Together with changes in technology and the subduing of mass workforces from the Indian subcontinent to the American hemisphere, the colonial empires of Western Europe were achieving supremacy one piece of clothing at a time. But while wearable garments may have transformed to befit trends of the West – in some cases retaining eastward elements, particularly in the Balkans – certain customs fell through the cracks of such epochal change. Textiles for ritual, decoration and everyday use are a distinctive, and potentially all-important key by which to unlock the Ottoman world for the contemporary historical imagination.
In retrospect, the primary role that figurative, mimetic imagery plays in modern culture was not a foregone conclusion in the Middle Ages. Early art history is popularly dominated by religious scenography and famous portraits before artists experimented with models who could remain nameless, as the creative class came to control capital enough to commission painters to make art for art's sake. However, at the same time, the vast Asian continent had been shaped by another kind of artwork, one laden with precious metals and stitched with images less given to realism. This was due to the nature of its fundamental material – textile.
It is interesting to view the Ottoman industry of textile production through the lens of art history. For one, the objects were heavy with real value – arguably less abstract than currency – given that techniques of gold and silver thread were central to textiles. In the latter years of its trade as a mainstream commodity, when poorer members of society were both producing and consuming traditional Ottoman textiles, the materials came to assume the appearance of what had become a culture of decadence. The economic history of Ottoman textiles cannot be deemphasized in relation to Western definitions of art and wealth.
If the value is the result of that which is tradable, how tradable a commodity is is paramount to defining its value. For much of the textual investigation that informed her book “Sea Change: Ottoman Textiles between the Mediterranean and the Indian Ocean,” Phillips pored over contractual agreements listing the qualities and attributes of textiles as exchanged between buyers and sellers, who typically belonged to the heights of social status, with a formidable trove of palace records showing just what each sultan acquired. She found that the workers themselves kept worse records, if they did at all, likely a result of illiteracy in a multinational empire where, to many, public education was a foreign import.
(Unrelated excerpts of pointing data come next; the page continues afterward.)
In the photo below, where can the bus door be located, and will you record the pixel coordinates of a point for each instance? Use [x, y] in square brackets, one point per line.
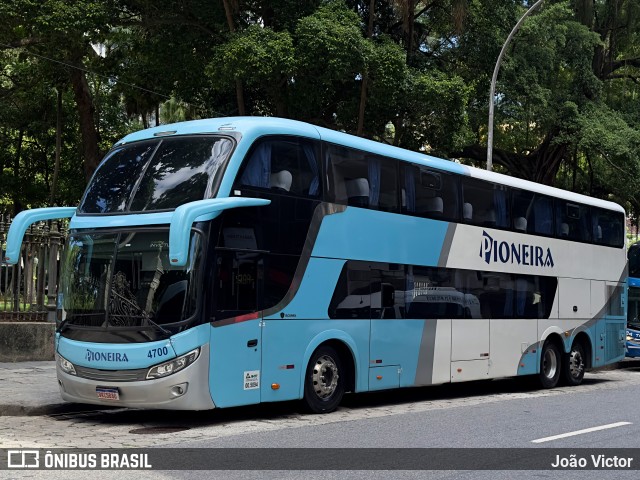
[236, 337]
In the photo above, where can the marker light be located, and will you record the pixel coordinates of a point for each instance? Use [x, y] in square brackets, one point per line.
[65, 365]
[173, 366]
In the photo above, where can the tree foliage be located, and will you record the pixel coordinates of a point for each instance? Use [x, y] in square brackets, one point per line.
[412, 73]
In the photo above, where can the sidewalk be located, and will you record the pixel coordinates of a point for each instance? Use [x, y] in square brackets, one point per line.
[30, 388]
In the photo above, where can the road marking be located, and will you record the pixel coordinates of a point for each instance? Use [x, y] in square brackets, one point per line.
[580, 432]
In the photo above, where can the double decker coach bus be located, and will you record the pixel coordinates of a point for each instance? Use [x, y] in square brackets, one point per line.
[633, 310]
[233, 261]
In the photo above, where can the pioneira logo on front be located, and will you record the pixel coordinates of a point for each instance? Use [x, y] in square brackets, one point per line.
[496, 251]
[106, 357]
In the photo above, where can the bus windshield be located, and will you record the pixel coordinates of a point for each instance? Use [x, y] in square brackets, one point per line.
[159, 174]
[125, 280]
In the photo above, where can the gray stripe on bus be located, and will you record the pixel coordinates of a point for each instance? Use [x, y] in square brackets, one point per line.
[424, 372]
[446, 245]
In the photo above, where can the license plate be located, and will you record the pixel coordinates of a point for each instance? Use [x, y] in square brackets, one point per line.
[108, 393]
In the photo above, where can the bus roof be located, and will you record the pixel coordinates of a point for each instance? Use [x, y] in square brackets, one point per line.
[254, 127]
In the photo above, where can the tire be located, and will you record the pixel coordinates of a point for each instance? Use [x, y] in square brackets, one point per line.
[550, 365]
[324, 383]
[573, 365]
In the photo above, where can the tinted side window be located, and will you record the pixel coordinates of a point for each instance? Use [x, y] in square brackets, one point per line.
[634, 260]
[607, 227]
[573, 221]
[278, 276]
[360, 179]
[351, 297]
[429, 193]
[387, 291]
[285, 165]
[431, 293]
[485, 204]
[532, 213]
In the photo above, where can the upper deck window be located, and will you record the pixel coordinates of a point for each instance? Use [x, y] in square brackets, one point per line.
[361, 179]
[286, 165]
[157, 175]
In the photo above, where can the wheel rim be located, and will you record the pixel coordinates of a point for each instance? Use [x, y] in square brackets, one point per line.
[550, 364]
[325, 377]
[576, 364]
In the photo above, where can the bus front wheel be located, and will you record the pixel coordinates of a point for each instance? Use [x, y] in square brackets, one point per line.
[573, 365]
[550, 364]
[324, 381]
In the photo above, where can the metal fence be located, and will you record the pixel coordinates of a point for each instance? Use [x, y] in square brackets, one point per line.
[29, 289]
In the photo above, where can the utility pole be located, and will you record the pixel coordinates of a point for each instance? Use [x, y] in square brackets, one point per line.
[492, 90]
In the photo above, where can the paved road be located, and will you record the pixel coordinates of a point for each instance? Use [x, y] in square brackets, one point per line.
[504, 413]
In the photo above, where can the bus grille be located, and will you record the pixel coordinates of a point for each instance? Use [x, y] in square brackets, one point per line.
[112, 375]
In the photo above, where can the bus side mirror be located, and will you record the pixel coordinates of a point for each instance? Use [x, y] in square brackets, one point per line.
[388, 295]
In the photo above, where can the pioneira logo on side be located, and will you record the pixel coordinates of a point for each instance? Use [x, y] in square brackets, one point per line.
[494, 251]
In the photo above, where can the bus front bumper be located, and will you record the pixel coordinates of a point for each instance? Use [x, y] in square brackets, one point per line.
[187, 389]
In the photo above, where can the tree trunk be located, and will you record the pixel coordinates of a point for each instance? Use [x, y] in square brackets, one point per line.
[56, 167]
[17, 205]
[228, 11]
[365, 75]
[86, 112]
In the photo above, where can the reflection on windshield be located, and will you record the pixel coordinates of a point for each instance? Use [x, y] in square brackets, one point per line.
[157, 174]
[126, 280]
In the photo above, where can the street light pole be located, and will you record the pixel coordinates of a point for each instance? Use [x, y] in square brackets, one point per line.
[492, 90]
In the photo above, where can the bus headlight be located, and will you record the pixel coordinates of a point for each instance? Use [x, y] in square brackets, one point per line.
[65, 365]
[172, 366]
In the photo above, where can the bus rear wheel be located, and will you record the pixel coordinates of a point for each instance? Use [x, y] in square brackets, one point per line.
[573, 365]
[324, 383]
[550, 365]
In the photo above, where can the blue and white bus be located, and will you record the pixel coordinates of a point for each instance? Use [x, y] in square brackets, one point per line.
[233, 261]
[632, 346]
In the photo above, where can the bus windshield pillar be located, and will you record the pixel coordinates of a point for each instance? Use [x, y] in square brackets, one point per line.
[24, 220]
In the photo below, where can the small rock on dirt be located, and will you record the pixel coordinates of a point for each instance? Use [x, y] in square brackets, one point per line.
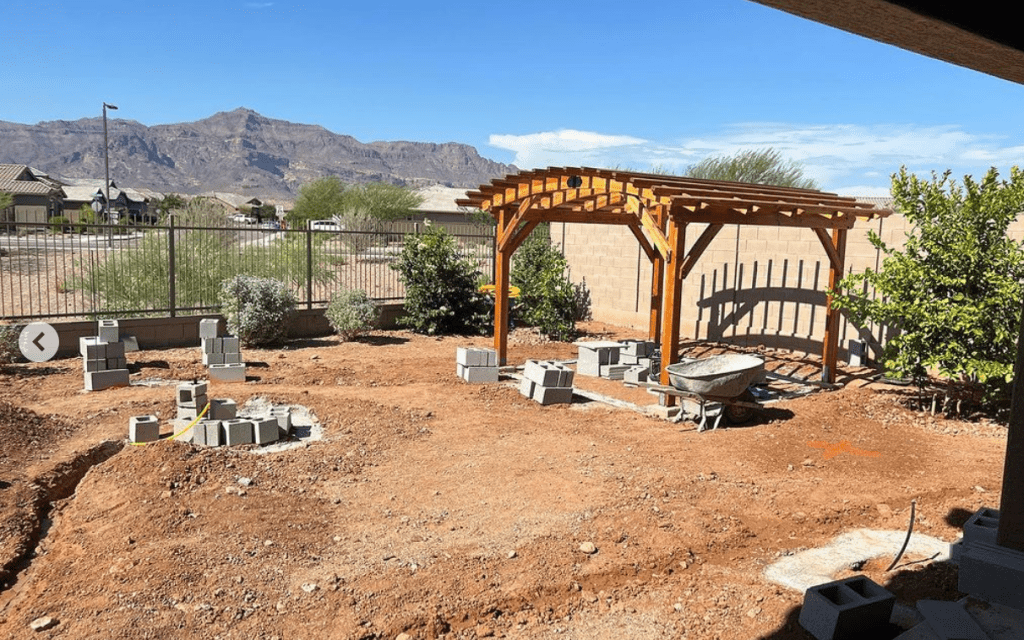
[42, 624]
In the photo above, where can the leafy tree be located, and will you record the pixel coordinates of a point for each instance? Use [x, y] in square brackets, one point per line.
[953, 292]
[755, 166]
[440, 286]
[317, 201]
[358, 206]
[548, 299]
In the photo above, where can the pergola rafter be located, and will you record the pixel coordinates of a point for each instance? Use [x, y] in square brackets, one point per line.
[657, 210]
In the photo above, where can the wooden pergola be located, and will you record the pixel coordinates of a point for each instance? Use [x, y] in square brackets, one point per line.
[657, 209]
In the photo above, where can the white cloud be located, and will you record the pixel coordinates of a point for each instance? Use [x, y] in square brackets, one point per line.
[839, 157]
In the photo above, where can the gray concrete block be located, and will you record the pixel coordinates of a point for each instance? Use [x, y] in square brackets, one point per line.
[238, 431]
[475, 356]
[85, 342]
[208, 328]
[222, 409]
[188, 391]
[526, 387]
[95, 351]
[99, 365]
[542, 373]
[479, 375]
[982, 526]
[227, 373]
[552, 395]
[108, 331]
[115, 349]
[143, 429]
[846, 609]
[992, 572]
[265, 430]
[98, 380]
[949, 621]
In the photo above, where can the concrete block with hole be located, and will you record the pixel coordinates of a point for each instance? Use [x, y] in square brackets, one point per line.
[143, 429]
[284, 417]
[227, 373]
[846, 609]
[208, 328]
[265, 430]
[552, 395]
[187, 393]
[222, 409]
[109, 331]
[477, 375]
[98, 365]
[238, 431]
[99, 380]
[476, 356]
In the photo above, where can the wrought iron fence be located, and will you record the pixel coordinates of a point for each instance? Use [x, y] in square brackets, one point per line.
[75, 270]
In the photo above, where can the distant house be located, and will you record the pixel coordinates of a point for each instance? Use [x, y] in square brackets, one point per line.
[131, 205]
[36, 197]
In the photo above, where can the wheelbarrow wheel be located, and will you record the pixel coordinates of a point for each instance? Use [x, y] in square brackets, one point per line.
[737, 414]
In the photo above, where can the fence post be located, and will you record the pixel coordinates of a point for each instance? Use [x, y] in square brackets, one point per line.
[309, 268]
[172, 302]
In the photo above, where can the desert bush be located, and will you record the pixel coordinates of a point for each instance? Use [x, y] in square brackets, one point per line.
[440, 286]
[548, 299]
[258, 310]
[8, 343]
[351, 312]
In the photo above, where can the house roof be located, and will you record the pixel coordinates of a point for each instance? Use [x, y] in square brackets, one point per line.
[19, 180]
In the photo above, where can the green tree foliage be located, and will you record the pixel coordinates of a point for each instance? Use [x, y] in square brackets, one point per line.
[440, 286]
[953, 292]
[359, 207]
[548, 299]
[764, 166]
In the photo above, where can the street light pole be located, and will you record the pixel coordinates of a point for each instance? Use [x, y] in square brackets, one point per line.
[107, 161]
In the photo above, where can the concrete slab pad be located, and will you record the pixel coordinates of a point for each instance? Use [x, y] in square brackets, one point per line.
[815, 566]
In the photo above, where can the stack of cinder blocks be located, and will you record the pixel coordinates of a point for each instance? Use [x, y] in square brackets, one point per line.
[636, 353]
[221, 354]
[476, 365]
[547, 382]
[103, 356]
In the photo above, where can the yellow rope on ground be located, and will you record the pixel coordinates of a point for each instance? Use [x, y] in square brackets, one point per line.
[190, 425]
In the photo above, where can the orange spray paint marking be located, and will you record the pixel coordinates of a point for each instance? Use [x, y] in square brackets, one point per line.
[842, 446]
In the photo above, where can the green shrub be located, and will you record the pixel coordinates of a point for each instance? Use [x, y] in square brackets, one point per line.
[953, 292]
[351, 312]
[8, 343]
[548, 299]
[440, 286]
[258, 309]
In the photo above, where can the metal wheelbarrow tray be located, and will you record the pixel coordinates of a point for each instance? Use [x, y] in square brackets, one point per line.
[722, 379]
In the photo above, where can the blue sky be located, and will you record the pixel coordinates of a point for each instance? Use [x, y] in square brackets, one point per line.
[611, 84]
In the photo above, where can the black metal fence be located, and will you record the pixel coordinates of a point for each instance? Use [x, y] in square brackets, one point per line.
[75, 270]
To close the wide, and often vague gaps in knowledge between academic reference and the object-oriented scholarship of her methodology, Phillips examined minutes from the Shariah courts that presided over the legalities of textiles. Among these are the sumptuary laws that draw interest for the exoticism of its enforcement in comparison to the myths of personal freedom enjoyed by the West. These regulations – which arranged the wearing and prohibition of clothes according to people’s religion, gender, class, ethnicity and work – are a vital source for researchers interested in understanding the ways in which textiles established social codes prior to the introduction of concepts pertaining to modern identity and its salience in politics and government.
Throughout her book, Phillips highlights and chronicles a key point in her argument that textiles represent their own historiographic source material. A crucial support to her findings is the fact that the only commodity traded more than textiles in world history is grain. That their significance is underestimated by westward-thinking art historians is a wide gap in scholarship, which "Sea Change" begins to fill with clear delineations of prose offering readers meticulous insight into the pragmatics of the textile craft and the inspirations of its creative flourishing across classes and cultures.
Even a more astute reader will be glad for the comprehensive glossary, which includes designations common to the field, such as “sericulture,” to more obscure classifications such as a variety of lightweight silk known by the Turkish appellation “bürümcük.” Each chronological section in "Sea Change" is prefaced by epigraphs prior to Phillips’ clarifying texts accounting for themes pertaining to technology, terminology, style, production, regulation, consumption, imitation and novelty. The first chapter begins with a Turkish proverb that also serves as an apt metaphor for the writing process: "With patience, the cocoon on the mulberry leaf is made into a silk dress.”